On this Thanksgiving Day, I’m thankful for not always getting what I want. I know, it’s such a corny, trite statement, and you can probably hear a Keith Richards guitar line in the back of your mind, along with Mick Jagger starting to sing, “I saw her today at the reception …”

But it’s true. In this case—I’m thankful for a little bonsai tree I bought for my wife for Mother’s Day. I ordered a pink azalea bonsai from an online florist, only to have the tree arrive with no pink azaleas. It looked like a dull green house plant devoid of color, and it presented no surprise when my wife pulled it out of the box. An online chat failed to resolve the matter, meaning no replacement or refund, and I had to live with the bonsai.

But then a strange thing happened. I began to care for it—setting it on top of a windowsill, exposing its branches to sunlight, using a measuring cup every morning to pour a generous amount of water on the soil and splashing droplets of water on its leaves with my fingers.

My bonsai tree. Photo by Francis DiClemente.

I gave the plant daily positive reinforcement before placing it back in its spot—saying things like, “You’re doing good. We’re proud of you. We love you. You’re a member of the family.” I also breathed on it, hoping my exhalation of carbon dioxide would help sustain the plant.

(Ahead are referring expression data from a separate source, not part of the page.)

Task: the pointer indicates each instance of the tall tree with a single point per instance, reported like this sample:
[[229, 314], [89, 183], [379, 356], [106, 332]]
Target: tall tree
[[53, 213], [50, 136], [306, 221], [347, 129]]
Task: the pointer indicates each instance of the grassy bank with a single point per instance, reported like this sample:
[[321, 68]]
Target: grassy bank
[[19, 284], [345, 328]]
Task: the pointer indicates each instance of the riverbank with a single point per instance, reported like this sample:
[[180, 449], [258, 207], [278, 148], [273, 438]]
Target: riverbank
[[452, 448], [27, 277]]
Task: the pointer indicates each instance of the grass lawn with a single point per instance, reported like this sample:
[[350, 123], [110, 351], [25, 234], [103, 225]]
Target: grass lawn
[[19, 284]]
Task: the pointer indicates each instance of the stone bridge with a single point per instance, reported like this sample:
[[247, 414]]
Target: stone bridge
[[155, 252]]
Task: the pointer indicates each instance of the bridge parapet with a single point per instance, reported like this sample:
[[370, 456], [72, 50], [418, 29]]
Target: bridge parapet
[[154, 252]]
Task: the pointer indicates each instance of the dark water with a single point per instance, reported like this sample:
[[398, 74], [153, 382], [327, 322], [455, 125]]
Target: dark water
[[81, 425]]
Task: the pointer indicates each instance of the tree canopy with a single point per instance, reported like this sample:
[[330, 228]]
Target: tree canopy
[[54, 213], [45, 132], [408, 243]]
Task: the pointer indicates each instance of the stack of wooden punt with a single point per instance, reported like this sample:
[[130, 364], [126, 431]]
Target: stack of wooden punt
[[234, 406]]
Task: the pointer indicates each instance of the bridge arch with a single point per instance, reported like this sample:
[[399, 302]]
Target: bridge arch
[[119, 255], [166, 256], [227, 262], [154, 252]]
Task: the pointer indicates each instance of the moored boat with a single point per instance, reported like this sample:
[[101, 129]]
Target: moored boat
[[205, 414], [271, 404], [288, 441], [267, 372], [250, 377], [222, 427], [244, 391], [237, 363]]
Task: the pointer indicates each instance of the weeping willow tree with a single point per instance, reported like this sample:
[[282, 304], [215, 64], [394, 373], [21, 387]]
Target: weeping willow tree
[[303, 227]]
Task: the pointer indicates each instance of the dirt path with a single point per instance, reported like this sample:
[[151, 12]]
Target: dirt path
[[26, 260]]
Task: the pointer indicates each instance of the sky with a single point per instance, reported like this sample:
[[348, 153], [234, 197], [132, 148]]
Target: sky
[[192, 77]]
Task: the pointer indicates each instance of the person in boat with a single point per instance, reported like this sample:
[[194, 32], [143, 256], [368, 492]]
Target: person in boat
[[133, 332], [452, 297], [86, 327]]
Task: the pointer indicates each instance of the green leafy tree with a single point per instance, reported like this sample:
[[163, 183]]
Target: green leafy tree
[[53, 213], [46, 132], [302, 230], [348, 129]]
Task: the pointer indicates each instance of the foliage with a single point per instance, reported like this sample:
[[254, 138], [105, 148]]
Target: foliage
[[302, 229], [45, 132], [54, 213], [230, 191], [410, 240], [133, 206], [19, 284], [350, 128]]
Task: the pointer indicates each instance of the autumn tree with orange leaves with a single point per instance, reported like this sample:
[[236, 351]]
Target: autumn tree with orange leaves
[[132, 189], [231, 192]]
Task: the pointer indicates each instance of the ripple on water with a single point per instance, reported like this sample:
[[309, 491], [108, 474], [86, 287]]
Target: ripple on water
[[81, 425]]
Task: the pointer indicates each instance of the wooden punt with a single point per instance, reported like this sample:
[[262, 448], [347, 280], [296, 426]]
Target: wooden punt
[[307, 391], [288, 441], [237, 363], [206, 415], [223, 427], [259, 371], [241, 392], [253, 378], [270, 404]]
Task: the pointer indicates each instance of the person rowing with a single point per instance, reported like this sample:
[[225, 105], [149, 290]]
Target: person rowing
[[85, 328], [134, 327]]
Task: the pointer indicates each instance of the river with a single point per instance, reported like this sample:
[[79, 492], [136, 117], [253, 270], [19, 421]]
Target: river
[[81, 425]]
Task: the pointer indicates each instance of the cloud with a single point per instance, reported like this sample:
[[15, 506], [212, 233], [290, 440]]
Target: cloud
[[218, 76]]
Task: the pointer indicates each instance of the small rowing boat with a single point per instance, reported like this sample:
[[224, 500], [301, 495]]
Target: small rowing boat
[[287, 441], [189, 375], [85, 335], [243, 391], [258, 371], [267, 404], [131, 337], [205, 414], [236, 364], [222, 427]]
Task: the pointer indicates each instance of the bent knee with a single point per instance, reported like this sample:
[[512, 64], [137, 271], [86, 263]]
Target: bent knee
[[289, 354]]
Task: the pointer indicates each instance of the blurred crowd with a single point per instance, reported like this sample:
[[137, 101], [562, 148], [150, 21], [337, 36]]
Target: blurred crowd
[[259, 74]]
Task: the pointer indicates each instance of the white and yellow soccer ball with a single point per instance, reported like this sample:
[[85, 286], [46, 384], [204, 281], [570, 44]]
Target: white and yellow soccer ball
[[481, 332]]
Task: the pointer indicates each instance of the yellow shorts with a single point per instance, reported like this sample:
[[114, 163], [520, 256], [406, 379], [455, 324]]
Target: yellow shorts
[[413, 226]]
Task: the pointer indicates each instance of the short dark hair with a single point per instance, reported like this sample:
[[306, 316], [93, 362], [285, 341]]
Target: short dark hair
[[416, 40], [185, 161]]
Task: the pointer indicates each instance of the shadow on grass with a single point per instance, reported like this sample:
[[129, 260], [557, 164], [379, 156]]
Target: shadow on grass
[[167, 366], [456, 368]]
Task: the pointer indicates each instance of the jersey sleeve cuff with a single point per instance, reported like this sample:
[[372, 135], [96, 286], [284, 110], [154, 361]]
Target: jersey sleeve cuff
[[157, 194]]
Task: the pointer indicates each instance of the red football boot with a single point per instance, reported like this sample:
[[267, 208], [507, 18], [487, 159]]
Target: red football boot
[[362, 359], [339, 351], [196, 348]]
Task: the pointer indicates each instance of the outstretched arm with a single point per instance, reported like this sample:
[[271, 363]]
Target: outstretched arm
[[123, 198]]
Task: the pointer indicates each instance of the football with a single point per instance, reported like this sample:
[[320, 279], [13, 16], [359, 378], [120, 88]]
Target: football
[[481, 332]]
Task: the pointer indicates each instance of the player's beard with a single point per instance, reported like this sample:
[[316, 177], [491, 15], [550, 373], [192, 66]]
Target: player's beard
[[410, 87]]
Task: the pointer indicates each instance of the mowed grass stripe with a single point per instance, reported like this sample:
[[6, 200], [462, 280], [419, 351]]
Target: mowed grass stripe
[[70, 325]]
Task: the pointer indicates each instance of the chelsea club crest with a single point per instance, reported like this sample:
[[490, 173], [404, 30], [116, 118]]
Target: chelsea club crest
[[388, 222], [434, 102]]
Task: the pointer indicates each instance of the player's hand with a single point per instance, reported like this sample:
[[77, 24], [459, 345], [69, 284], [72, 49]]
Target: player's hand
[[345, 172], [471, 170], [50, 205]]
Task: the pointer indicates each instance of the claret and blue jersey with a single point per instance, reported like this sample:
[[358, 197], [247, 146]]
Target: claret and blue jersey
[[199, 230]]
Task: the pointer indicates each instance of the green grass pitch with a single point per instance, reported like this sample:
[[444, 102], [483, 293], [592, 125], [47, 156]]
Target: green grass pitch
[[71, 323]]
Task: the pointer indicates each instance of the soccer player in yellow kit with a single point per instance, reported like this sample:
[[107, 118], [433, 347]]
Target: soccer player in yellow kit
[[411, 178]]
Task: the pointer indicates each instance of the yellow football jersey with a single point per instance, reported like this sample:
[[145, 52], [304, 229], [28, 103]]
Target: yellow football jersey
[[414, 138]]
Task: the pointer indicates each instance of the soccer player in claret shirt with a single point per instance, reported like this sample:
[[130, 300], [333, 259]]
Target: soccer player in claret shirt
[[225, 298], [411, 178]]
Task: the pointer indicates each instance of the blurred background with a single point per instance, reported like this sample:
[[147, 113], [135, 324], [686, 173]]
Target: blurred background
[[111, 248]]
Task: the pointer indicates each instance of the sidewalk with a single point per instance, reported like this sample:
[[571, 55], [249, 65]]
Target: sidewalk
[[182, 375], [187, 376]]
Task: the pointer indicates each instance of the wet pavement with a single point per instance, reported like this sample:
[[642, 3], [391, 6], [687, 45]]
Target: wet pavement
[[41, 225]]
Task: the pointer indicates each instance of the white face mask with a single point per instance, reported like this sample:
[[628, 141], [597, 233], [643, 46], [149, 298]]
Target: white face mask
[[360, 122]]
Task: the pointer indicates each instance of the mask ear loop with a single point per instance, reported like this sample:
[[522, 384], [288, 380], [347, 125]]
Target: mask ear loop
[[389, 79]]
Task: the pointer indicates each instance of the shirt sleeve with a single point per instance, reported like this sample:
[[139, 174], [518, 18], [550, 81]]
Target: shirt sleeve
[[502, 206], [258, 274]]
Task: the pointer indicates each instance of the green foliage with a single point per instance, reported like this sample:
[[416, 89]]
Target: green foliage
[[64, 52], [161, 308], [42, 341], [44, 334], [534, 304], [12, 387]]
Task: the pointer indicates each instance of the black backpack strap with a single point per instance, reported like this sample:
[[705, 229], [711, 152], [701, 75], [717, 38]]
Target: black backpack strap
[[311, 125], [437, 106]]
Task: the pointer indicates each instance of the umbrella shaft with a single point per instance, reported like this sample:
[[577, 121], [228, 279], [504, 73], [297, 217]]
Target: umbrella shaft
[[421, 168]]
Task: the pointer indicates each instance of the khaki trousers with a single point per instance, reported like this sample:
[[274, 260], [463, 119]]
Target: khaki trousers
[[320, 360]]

And the tree remains alive today. This is quite a feat, considering I’m no plant person. I have no green thumb. I don’t spend my summers tending to a garden of tomatoes, beans and corn in a vast plot of land in my backyard. I’m an urban apartment dweller.

But I am proud that six months after Mother’s Day, the little bonsai is still going strong. I’m grateful that it adds a little life to my drab existence. And I do believe if the bonsai had come with blooming pink azaleas, it would have been tossed out in the trash a long time ago.